Add 'uacce_mode' parameter for ZIP, which can be set as 0(default) or 1.
'0' means ZIP is only registered to kernel crypto, and '1' means it's
registered to both kernel crypto and UACCE.
Kai Ye [Tue, 5 Jan 2021 06:12:03 +0000 (14:12 +0800)]
crypto: hisilicon/qm - SVA bugfixed on Kunpeng920
Kunpeng920 SEC/HPRE/ZIP cannot support running user space SVA and kernel
Crypto at the same time. Therefore, the algorithms should not be registered
to Crypto as user space SVA is enabled.
Jiri Olsa [Mon, 4 Jan 2021 23:02:37 +0000 (00:02 +0100)]
crypto: bcm - Rename struct device_private to bcm_device_private
Renaming 'struct device_private' to 'struct bcm_device_private',
because it clashes with 'struct device_private' from
'drivers/base/base.h'.
While it's not a functional problem, it's causing two distinct
type hierarchies in BTF data. It also breaks build with options:
CONFIG_DEBUG_INFO_BTF=y
CONFIG_CRYPTO_DEV_BCM_SPU=y
Wojciech Ziemba [Mon, 4 Jan 2021 16:55:46 +0000 (16:55 +0000)]
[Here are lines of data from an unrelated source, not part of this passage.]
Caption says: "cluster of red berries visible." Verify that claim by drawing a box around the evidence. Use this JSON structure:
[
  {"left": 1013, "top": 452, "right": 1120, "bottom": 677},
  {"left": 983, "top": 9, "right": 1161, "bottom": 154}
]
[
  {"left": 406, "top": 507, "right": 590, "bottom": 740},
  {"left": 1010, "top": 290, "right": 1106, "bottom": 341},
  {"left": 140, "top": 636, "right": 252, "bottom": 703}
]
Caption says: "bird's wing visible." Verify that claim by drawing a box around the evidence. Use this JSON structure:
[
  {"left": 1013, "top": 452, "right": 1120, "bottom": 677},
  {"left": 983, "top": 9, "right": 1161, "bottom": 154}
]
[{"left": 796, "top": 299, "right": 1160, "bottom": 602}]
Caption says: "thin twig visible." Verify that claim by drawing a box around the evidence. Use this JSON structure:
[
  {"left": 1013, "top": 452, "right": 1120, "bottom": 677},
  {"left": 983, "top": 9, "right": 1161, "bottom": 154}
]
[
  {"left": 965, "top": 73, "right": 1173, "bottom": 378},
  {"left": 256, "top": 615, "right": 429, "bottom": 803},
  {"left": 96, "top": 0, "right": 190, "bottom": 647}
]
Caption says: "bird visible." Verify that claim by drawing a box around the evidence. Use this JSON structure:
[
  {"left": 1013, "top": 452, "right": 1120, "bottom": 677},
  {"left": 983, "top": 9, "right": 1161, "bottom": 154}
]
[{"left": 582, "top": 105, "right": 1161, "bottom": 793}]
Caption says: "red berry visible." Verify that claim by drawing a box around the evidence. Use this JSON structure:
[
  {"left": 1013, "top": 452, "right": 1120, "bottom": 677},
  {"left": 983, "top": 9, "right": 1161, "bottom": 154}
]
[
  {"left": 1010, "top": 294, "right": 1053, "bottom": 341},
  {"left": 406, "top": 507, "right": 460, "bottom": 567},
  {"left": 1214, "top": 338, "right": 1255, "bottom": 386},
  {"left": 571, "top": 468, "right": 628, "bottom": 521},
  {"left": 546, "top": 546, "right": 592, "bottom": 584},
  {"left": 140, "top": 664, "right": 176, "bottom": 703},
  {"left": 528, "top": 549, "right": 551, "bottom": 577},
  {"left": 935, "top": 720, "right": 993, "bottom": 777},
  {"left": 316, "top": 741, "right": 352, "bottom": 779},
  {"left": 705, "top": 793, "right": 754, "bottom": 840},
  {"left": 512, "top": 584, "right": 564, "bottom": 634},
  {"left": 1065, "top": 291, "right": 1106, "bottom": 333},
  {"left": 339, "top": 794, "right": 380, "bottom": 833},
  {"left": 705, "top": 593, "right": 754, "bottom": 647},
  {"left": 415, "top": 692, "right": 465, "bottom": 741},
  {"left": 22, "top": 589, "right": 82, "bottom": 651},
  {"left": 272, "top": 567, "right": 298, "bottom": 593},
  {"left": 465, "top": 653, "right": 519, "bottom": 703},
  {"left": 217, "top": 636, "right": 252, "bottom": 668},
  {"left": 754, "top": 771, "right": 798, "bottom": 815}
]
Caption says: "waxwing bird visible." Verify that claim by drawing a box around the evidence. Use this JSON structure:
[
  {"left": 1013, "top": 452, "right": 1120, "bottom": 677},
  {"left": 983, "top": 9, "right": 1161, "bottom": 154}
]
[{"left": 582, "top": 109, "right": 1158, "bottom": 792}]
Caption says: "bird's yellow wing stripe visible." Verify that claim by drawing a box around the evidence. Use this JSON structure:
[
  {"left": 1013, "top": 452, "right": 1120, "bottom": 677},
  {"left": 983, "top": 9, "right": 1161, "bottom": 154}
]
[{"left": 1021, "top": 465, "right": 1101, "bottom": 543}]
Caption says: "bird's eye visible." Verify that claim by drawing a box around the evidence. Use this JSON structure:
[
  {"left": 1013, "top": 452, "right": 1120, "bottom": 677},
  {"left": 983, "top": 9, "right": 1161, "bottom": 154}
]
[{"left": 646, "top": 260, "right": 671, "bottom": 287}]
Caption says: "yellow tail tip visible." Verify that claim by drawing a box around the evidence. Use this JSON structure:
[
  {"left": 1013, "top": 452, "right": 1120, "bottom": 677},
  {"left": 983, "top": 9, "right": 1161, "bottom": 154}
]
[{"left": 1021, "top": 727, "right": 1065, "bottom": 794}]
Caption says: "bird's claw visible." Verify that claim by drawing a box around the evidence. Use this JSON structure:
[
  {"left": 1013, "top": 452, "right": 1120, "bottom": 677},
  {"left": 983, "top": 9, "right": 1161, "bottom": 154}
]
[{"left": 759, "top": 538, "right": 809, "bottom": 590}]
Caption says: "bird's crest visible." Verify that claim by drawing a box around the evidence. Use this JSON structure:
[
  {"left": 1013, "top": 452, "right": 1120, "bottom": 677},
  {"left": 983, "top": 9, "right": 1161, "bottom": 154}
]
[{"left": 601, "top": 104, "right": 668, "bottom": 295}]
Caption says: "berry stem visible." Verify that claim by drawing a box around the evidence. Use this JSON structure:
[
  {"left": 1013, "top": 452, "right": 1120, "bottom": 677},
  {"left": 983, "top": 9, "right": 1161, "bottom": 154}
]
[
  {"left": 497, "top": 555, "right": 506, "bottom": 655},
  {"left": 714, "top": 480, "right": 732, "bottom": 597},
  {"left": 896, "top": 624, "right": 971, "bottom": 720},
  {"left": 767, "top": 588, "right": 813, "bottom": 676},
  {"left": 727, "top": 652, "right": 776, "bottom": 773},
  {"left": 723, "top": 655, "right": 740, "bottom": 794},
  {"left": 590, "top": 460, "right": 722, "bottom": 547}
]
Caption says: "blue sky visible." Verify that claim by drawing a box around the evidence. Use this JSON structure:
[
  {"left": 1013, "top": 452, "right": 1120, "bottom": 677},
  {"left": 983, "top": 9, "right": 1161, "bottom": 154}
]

crypto: qat - configure arbiter mapping based on engines enabled
The hardware specific function adf_get_arbiter_mapping() modifies
the static array thrd_to_arb_map to disable mappings for AEs
that are disabled. This static array is used for each device
of the same type. If the ae mask is not identical for all devices
of the same type then the arbiter mapping returned by
adf_get_arbiter_mapping() may be wrong.
This patch fixes this problem by ensuring the static arbiter
mapping is unchanged and the device arbiter mapping is re-calculated
each time based on the static mapping.
Ard Biesheuvel [Mon, 4 Jan 2021 15:55:50 +0000 (16:55 +0100)]
crypto: aesni - replace function pointers with static branches
Replace the function pointers in the GCM implementation with static branches,
which are based on code patching, which occurs only at module load time.
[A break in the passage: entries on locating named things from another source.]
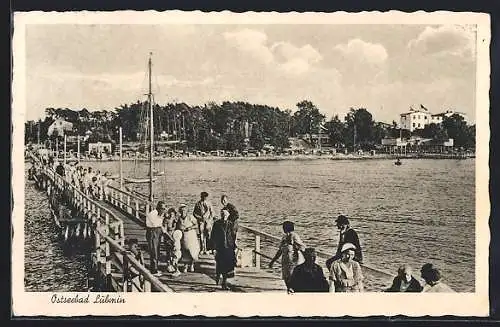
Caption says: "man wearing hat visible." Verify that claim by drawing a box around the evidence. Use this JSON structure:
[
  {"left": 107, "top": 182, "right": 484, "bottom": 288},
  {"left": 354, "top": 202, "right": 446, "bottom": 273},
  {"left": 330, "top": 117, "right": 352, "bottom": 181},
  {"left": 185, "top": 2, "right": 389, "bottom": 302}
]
[
  {"left": 326, "top": 215, "right": 363, "bottom": 269},
  {"left": 288, "top": 248, "right": 328, "bottom": 293}
]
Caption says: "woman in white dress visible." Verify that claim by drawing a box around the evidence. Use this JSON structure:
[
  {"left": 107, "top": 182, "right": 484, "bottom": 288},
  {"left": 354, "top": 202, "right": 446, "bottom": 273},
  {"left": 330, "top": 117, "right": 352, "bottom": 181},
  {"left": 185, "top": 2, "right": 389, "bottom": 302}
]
[{"left": 269, "top": 221, "right": 306, "bottom": 289}]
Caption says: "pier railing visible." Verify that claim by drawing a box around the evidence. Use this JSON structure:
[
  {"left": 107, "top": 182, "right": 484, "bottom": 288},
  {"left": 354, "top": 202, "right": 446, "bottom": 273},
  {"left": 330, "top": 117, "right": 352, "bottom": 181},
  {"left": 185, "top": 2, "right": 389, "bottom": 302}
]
[{"left": 27, "top": 154, "right": 173, "bottom": 292}]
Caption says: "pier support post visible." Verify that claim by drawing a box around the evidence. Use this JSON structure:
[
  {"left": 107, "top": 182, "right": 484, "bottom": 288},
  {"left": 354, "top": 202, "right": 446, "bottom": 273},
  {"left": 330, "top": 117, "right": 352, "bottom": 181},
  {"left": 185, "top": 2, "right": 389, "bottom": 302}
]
[{"left": 254, "top": 235, "right": 260, "bottom": 269}]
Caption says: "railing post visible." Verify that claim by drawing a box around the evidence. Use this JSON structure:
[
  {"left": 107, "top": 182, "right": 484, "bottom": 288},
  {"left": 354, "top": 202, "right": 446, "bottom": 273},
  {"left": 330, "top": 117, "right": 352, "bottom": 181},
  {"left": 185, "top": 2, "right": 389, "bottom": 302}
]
[{"left": 254, "top": 234, "right": 260, "bottom": 269}]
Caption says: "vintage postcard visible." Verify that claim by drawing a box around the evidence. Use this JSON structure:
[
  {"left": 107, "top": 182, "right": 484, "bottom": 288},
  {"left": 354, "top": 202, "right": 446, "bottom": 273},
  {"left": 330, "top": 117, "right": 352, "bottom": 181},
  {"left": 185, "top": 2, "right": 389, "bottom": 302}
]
[{"left": 12, "top": 11, "right": 490, "bottom": 317}]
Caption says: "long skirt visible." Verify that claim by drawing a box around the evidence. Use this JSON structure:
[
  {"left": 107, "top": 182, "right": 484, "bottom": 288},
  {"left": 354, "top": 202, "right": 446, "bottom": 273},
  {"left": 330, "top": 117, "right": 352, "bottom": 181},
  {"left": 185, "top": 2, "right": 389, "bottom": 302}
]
[{"left": 215, "top": 248, "right": 236, "bottom": 278}]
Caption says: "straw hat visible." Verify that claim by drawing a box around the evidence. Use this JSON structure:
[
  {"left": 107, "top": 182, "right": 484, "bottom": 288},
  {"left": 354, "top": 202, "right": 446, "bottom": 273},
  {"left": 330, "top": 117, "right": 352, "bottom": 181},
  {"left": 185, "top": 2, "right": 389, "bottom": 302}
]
[{"left": 340, "top": 243, "right": 356, "bottom": 252}]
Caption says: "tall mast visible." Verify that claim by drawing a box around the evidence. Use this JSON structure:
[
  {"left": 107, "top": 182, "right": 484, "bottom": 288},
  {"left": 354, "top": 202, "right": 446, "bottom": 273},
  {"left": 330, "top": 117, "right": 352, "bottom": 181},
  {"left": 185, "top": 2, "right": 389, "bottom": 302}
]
[{"left": 148, "top": 52, "right": 154, "bottom": 205}]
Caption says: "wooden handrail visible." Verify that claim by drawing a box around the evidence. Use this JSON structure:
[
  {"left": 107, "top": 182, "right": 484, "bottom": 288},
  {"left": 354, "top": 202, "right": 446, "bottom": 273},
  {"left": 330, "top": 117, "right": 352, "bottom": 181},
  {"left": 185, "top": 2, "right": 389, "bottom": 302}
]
[{"left": 30, "top": 153, "right": 173, "bottom": 292}]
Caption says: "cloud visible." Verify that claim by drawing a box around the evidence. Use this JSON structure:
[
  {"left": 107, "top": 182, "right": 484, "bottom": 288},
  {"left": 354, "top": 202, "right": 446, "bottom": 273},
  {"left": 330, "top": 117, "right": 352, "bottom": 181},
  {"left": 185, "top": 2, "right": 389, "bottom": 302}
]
[
  {"left": 223, "top": 28, "right": 273, "bottom": 63},
  {"left": 407, "top": 25, "right": 475, "bottom": 56},
  {"left": 334, "top": 39, "right": 388, "bottom": 64}
]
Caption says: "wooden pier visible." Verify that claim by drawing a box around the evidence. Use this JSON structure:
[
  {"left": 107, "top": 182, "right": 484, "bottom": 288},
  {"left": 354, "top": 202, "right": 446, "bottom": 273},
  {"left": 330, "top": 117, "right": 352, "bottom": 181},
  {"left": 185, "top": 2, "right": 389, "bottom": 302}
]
[{"left": 27, "top": 154, "right": 393, "bottom": 292}]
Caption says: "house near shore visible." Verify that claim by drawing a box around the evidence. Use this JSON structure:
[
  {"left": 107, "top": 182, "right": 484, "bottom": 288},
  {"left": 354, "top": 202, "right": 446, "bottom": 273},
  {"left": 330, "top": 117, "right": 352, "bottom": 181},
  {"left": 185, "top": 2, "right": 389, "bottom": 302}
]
[{"left": 381, "top": 136, "right": 454, "bottom": 153}]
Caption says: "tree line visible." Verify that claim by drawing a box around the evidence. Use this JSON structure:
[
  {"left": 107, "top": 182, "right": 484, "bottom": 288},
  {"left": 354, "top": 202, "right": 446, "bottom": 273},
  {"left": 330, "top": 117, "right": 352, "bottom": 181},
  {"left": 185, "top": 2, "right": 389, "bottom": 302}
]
[{"left": 25, "top": 100, "right": 475, "bottom": 151}]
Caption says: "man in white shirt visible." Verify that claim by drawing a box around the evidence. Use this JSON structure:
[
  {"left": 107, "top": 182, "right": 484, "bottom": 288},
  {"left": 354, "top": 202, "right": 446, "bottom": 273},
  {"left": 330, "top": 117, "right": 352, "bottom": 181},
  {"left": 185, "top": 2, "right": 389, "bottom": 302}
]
[{"left": 146, "top": 201, "right": 167, "bottom": 276}]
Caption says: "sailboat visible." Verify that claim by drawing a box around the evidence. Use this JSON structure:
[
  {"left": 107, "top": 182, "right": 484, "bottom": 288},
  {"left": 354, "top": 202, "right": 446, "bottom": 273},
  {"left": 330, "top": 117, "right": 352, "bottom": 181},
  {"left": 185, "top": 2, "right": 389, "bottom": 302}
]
[{"left": 123, "top": 53, "right": 165, "bottom": 201}]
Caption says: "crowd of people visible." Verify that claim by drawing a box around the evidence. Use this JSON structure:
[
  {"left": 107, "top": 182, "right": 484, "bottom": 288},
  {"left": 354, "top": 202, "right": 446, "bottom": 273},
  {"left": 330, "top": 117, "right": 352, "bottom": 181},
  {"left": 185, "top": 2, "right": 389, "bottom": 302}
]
[
  {"left": 29, "top": 154, "right": 454, "bottom": 293},
  {"left": 141, "top": 192, "right": 239, "bottom": 289}
]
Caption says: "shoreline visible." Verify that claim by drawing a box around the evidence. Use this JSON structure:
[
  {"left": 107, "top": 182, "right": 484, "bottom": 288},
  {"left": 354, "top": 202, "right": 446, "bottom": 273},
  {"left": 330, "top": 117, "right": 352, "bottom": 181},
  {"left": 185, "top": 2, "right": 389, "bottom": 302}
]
[{"left": 52, "top": 153, "right": 475, "bottom": 162}]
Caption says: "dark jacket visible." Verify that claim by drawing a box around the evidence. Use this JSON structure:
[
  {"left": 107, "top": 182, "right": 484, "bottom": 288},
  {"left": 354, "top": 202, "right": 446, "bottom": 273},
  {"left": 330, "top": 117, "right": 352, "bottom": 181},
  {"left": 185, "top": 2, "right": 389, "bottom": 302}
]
[
  {"left": 386, "top": 276, "right": 423, "bottom": 292},
  {"left": 289, "top": 263, "right": 329, "bottom": 292},
  {"left": 335, "top": 228, "right": 363, "bottom": 263}
]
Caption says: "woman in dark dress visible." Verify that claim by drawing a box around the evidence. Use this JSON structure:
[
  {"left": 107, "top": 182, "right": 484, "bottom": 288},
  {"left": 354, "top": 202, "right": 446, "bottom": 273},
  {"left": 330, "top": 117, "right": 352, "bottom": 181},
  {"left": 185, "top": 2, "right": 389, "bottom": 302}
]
[{"left": 210, "top": 210, "right": 236, "bottom": 289}]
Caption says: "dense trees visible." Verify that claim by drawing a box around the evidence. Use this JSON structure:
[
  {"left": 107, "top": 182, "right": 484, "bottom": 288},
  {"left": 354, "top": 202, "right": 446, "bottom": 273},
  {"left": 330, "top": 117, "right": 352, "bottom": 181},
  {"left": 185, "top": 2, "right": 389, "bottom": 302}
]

This avoids the severe performance penalty caused by the use of retpolines.
In order to retain the ability to switch between different versions of the
implementation based on the input size on cores that support AVX and AVX2,
use static branches instead of static calls.
Ard Biesheuvel [Mon, 4 Jan 2021 15:55:49 +0000 (16:55 +0100)]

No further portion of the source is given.